Data Sources

GatherHub can automatically scan various data sources for URLs to download. This page explains how to configure and use different data sources to populate your download queue.

Types of Sources

GatherHub supports several types of data sources:

Source Type	Description	Common Use Cases
SQLite Databases	SQLite database files containing URLs	Browser bookmarks, custom URL collections
Browser Bookmarks	Direct integration with browser bookmark databases	Firefox, Chrome bookmarks
Manual Entry	URLs manually added through the web interface or API	Ad-hoc archiving, one-off downloads

Source Configuration

Data sources are configured in the config.toml file or through the Settings page in the web interface:

[[sources]]
name = "Firefox Bookmarks"
type = "sqlite"
path = "./testDbs/places.sqlite"
table = "moz_bookmarks"
id_column = "id"
url_column = "url"
title_column = "title"
browser = "firefox"
profile_path = "~/.mozilla/firefox/default"

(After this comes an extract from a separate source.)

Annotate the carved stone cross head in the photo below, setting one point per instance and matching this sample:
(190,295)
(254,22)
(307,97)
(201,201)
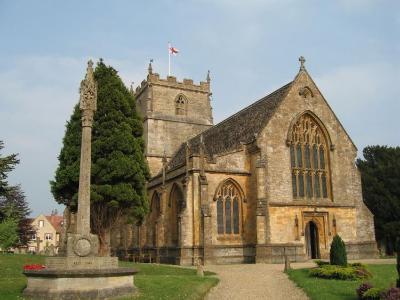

Each source requires several parameters to be configured:

Required Parameters

name: A unique, descriptive name for the source
type: The type of source (sqlite, mysql, postgres)
path: The path to the database file or connection string
table: The database table containing the URLs
id_column: The column containing unique identifiers
url_column: The column containing the URLs to download

Optional Parameters

title_column: The column containing a title or description (if available)
browser: The browser type for browser sources (firefox, chrome)
profile_path: The path to the browser profile (for browser sources)

Browser Integration

GatherHub has special support for importing browser bookmarks:

Firefox Bookmarks

Firefox stores bookmarks in a SQLite database called places.sqlite. To configure:

Go to Settings > Sources
Click "Add Source"
Select "SQLite" as the source type
Configure these parameters:

name = "Firefox Bookmarks"
type = "sqlite"
path = "~/.mozilla/firefox/XXXXXXXX.default/places.sqlite"
table = "moz_bookmarks"
id_column = "id"
url_column = "url"
title_column = "title"
browser = "firefox"

Note: The path will vary depending on your operating system and Firefox profile. Look in your Firefox profile directory for the places.sqlite file.

Chrome/Chromium Bookmarks

Chrome/Chromium bookmarks are stored in a JSON file, but GatherHub can also import them by setting up the correct source configuration:

name = "Chrome Bookmarks"
type = "sqlite"
path = "~/.config/google-chrome/Default/Bookmarks"
browser = "chrome"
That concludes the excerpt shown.